What most Americans actually believe.
That's quite a claim. And it's presumably purely coincidental that this undiscovered majority is so sympathetic to the Esquire agenda.
Both Sides Now
The false ideology of Beltway-insiderism can also be found in this Esquire paragraph:
"To be sure that its findings were as far removed from the prevailing political interests as possible, the poll was designed and conducted in ecumenical fashion, by both the Benenson Strategy Group, President Obama's pollster, and Neil Newhouse of Public Opinion Strategies, who conducted the polls for Governor Romney."
The impartial observer might be more likely to conclude that hiring not one, but two pollsters for mainstream political candidates might be a way to ensure that its findings reflected "the prevailing political interests."
But that's corporate-centrist ideology in a nutshell: One politician is a partisan. Two politicians are the American people incarnate.
Neil Newhouse, the Romney pollster who seems to have been something of a silent partner in this enterprise, became known for two things during the 2012 election. He insisted that the Romney campaign "would not be dictated by fact-checkers" after it was criticized for deceptive advertising. He also insisted that Romney would win.
Newhouse is a top Republican consultant. Benenson has been described by GQ as is one of "the fifty most powerful people in DC," a fact his company website proudly proclaims, alongside a similar accolade -- if that's the right word -- from Newsweek. So this piece may merely reflect the biases of longtime insiders. The Benenson Group has done excellent work in the past. We certainly hope this doesn't reflect its acquisition by a multinational named WPP, whose website says that "WPP companies exist to help their clients compete successfully: in marketing strategy, advertising, every form of marketing communication and in monitoring progress."
After all, polling is not advertising or "marketing communication."
The raw data don't easily lend themselves to this centrist interpretation. There's no space here to go through all the issues, so let's take just one: government regulation. Most Americans are ambivalent about it. The conservative American Enterprise Institute think-tank captured that ambivalence effectively in its 2011 review of public opinion on the subject.

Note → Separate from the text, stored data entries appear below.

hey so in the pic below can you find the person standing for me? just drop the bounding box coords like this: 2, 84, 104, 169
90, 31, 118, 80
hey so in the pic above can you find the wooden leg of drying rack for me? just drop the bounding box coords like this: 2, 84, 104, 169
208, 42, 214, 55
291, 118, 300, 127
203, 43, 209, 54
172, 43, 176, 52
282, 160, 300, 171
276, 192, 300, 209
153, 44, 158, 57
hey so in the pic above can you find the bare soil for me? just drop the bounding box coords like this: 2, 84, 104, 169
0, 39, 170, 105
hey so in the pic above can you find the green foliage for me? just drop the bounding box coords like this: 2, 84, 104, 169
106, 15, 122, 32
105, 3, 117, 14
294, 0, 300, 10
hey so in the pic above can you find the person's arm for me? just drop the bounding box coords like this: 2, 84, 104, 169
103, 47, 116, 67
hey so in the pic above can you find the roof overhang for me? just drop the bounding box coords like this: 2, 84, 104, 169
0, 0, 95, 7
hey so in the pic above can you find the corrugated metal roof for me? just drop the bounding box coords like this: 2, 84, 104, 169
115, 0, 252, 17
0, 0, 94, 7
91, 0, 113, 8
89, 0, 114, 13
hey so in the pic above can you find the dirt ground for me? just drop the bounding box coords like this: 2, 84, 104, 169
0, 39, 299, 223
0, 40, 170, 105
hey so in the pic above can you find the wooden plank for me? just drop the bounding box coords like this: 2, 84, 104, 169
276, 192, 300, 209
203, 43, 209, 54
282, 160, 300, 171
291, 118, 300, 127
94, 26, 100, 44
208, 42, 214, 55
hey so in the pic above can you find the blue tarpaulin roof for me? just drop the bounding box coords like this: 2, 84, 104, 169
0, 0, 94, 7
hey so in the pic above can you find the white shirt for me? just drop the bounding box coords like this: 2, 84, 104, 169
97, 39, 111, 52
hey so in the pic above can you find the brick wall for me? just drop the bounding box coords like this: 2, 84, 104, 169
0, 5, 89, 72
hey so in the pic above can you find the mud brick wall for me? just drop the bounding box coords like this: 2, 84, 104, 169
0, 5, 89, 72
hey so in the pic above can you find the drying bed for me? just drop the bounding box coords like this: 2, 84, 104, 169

The Pew Research Center found in 2012 that most Americans (63%) agree with the statement that "a free-market economy needs government regulation in order to best serve the public interest," a figure that was essentially unchanged from its 62% level in 2009. But Pew also found that solid majorities believe that government regulation of business "usually does more harm than good" (a finding we would argue is the result of decades' worth of marketing).
The Esquire/NBC News poll shows that 42% of respondents said they agreed with the statement that "financial reform should only be used to curb abuses, and shouldn't interfere with banks' and investors' ability to make profits."
That's a slanted question. A "yes" does not necessarily mean Americans think the government is doing too much regulation, although there are times when Americans do think that. The operative word is still "ambivalence." But Esquire's editors nevertheless state unequivocally that the "Center wants the Federal government "to go easy on regulation."
Other phraseology is equally dicey. Esquire tells us, for example, that "the Center believes that the government should help only those who really need help." What does that even mean? Who supports helping people who don't need help? It's like the old Henny Youngman joke about the Boy Scout who helped old ladies across the street "whether they wanted to cross the street or not."
Even a "bleeding heart" like me wouldn't go for that.